Hakikat kejujuran dalam hal ini adalah hak yang telah tertetapkan, dan
terhubung kepada Tuhan. Ia akan sampai kepada-Nya, sehingga balasannya
akan didapatkan di dunia dan akhirat. Tuhan telah menjelaskan tentang
orang-orang yang berbuat kebajikan, dan memuji mereka atas apa yang
telah diperbuat, baik berupa keimanan, sedekah ataupun kesabaran.
Bahwa mereka itu adalah orang-orang jujur dan benar. Dan pada
hakekatnya jujur atau kejujuran dilandasi oleh kesadaran moral yang
tinggi, kesadaran pengakuan akan adanya sama hak dan kewajiban, serta
rasa takut terhadap kesalahan atau dosa.
E. Kecurangan
Kecurangan atau curang identik dengan ketidak jujuran atau tidak
jujur, dan sama pula dengan licik, meskipun tidak serupa benar. Sudah
tentu kecurangan sebagai lawan jujur.
Curang atau kecurangan artinya apa yang diinginkan tidak sesuai dengan
hati nuraninya. Atau orang itu memang dari hatinya sudah berniat
curang dengan maksud memperoleh keuntungan tanpa bertenaga dan usaha.

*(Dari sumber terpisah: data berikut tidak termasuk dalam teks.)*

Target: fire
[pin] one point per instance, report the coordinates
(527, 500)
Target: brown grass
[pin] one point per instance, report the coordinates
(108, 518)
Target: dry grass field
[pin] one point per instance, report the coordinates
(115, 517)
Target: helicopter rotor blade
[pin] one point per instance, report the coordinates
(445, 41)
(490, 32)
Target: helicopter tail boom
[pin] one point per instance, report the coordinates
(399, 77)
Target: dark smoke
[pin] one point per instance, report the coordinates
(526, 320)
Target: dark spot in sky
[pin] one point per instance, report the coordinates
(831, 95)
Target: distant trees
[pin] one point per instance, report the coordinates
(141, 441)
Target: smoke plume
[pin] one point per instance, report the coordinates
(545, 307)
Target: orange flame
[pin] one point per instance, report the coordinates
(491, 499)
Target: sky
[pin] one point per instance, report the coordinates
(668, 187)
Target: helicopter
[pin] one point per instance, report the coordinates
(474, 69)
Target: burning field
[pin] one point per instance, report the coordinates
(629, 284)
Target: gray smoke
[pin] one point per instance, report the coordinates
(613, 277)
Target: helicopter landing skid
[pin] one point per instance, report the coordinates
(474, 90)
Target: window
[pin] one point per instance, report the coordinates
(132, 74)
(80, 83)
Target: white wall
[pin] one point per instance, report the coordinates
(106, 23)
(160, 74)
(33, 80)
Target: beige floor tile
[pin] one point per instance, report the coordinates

Kecurangan menyebabkan manusia menjadi serakah, tamak, ingin menimbun
kekayaan yang berlebihan dengan tujuan agar dianggap sebagai orang
yang paling hebat, paling kaya dan senang bila masyarakat
sekelilingnya hidup menderita.
Sebab-Sebab Seseorang Melakukan Kecurangan
Bermacam-macam sebab orang melakukan kecurangan, ditinjau dari
hubungan manusia dengan alam sekitarnya ada empat aspek yaitu:
1. Aspek ekonomi
2. Aspek kebudayaan
3. Aspek peradaban
4. Aspek tenik
Apabila ke empat aspek tersebut dilaksanakan secara wajar, maka
segalanya akan berjalan sesuai dengan norma-norma moral atau norma
hukum, akan tetapi apabila manusia dalam hatinya telah digerogoti jiwa
tamak, iri, dengki, maka manusia akan melakukan perbuatan yang
melanggar norma tersebut dan jadilah kecurangan. Tentang baik dan
buruk Pujowiyatno dalam bukunya "filsafat sana-sini" menjelaskan bahwa
perbuatan yang sejenis dengan perbuatan curang, misalnya berbohong,
menipu, merampas, memalsu dan lain-lain adalah sifat buruk. Lawan
buruk sudah tentu baik. Baik buruk itu berhubungan dengan kelakuan
manusia. Pada diri manusia seakan –akan ada perlawanan antara baik dan
buruk. Baik merupakan tingkah laku, karena itu diperlukan ukuran untuk
menilainya, namun sukarlah untuk mengajukan ukuran penilaian mengenai
halyang penting ini. Dalam hidup kita mempunyai semacam kesadaran dan
tahulah kita bahwa ada baik dan lawannya pada tingkah laku tertentu
juga agak mudah menunjuk mana yang baik, kalau tidak baik tentu buruk.
F. Pemulihan Nama Baik
Nama baik merupakan tujuan utama orang hidup. Nama baik adalah nama
yang tidak tercela. Setiap orang menjaga dengan hati-hati agar namanya
baik. Lebih-lebih jika ia menjadi teladan bagi orang/tetangga
disekitarnya adalah suatu kebanggaan batin yang tak ternilai harganya.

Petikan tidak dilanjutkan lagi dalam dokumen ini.